While it is not possible to determine the site(s) of action of i.c.v. administered CRH, it is likely that at least some effects are mediated by receptors in the PVN, since in vitro electrophysiological studies have shown direct excitatory and indirect inhibitory actions of CRH on PVN neurons [59]. On the other hand, some of the behavioural effects appear to be mediated via CRH receptors at other sites, as indicated by the ability of chronic infusion of a CRHR-1 antisense oligodeoxynucleotide into the central nucleus of amygdala (ACe) to reduce anxiety-related behaviour in socially defeated rats [27].
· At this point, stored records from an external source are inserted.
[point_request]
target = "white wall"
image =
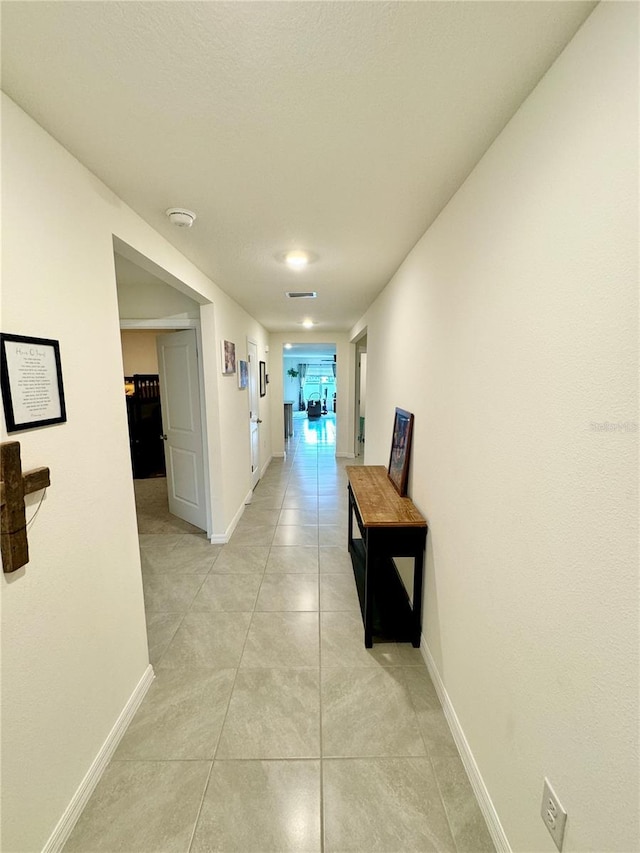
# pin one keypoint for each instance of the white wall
(510, 330)
(139, 352)
(134, 300)
(73, 628)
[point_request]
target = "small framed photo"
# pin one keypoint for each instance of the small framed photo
(243, 374)
(228, 357)
(263, 378)
(31, 379)
(400, 450)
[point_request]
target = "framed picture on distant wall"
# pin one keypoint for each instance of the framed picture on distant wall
(228, 357)
(243, 374)
(400, 450)
(31, 378)
(263, 378)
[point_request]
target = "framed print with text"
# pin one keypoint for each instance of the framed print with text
(31, 379)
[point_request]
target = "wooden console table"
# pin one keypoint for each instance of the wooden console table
(390, 526)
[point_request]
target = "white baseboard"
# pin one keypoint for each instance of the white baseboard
(265, 466)
(61, 833)
(223, 538)
(487, 808)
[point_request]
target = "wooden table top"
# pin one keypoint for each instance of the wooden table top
(378, 502)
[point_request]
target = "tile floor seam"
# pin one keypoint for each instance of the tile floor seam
(202, 799)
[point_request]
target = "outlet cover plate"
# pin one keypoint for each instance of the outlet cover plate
(553, 814)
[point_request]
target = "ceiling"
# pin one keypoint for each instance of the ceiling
(342, 128)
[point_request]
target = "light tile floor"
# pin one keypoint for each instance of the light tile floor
(269, 726)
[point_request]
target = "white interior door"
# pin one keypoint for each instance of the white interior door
(254, 408)
(182, 425)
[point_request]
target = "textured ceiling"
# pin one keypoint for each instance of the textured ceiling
(339, 127)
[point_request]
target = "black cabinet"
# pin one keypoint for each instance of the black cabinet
(390, 526)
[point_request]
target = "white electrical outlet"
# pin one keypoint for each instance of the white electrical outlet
(553, 815)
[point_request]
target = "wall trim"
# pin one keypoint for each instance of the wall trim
(65, 825)
(161, 323)
(496, 831)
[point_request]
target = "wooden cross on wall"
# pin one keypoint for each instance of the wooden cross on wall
(13, 520)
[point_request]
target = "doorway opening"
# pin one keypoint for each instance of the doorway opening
(163, 380)
(309, 384)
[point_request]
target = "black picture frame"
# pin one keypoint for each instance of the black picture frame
(263, 378)
(31, 381)
(398, 470)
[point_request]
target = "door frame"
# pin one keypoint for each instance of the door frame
(168, 324)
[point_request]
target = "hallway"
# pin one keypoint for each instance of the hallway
(269, 726)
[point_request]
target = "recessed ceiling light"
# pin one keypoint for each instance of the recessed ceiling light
(297, 259)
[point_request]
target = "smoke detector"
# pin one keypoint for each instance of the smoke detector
(181, 217)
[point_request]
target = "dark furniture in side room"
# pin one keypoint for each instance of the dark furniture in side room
(390, 526)
(145, 425)
(314, 408)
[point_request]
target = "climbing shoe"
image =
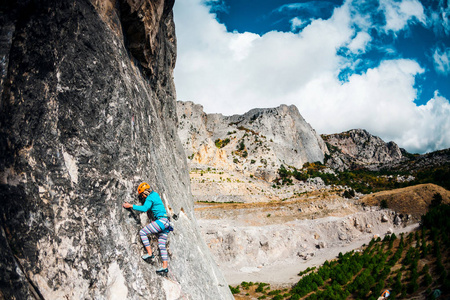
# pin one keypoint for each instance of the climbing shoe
(162, 271)
(147, 257)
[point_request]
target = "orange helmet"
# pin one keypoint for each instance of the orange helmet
(142, 187)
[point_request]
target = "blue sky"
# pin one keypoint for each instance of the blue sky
(378, 65)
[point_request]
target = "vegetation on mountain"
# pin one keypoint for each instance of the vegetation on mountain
(365, 181)
(410, 266)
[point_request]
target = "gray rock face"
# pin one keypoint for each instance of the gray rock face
(86, 114)
(357, 148)
(258, 141)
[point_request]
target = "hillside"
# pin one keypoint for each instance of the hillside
(255, 143)
(88, 112)
(412, 200)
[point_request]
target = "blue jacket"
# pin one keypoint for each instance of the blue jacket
(153, 202)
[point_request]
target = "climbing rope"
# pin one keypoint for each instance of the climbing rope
(176, 282)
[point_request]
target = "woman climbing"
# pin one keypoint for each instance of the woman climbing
(160, 226)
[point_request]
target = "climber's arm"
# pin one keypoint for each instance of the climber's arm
(147, 205)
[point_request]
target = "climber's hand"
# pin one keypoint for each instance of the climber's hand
(127, 205)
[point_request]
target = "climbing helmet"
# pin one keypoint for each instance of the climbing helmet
(142, 187)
Although it is clear that CRH and AVP mediate both neuroendocrine and behavioural responses to stress, with the latter being more involved in the response to chronic stress, the relative roles of these two peptides during states of stress hyporesponsiveness are not well understood. The periods around birth and lactation in the female are physiological states during which there is a marked alteration of responses to stress [9], [28]. Lactating rats show a reduction in the stress-induced increase in CRH and pro-enkephalin mRNA transcription [29], a markedly reduced stress-induced release of oxytocin [7], [22] and prolactin [23], and severely attenuated hypothalamo-pituitary-adrenal (HPA) responses to a wide range of stressors [9], [53], [54], [56]. Furthermore, late pregnant and lactating females (especially in early lactation) show lower restraint-induced c-fos mRNA expression in the PVN, medial amygdala (AMe) and lateral septum (LS) [9]. The mechanisms by which these areas show less c-fos mRNA expression, and presumably less neuronal activation, during stress in lactating females, are not known.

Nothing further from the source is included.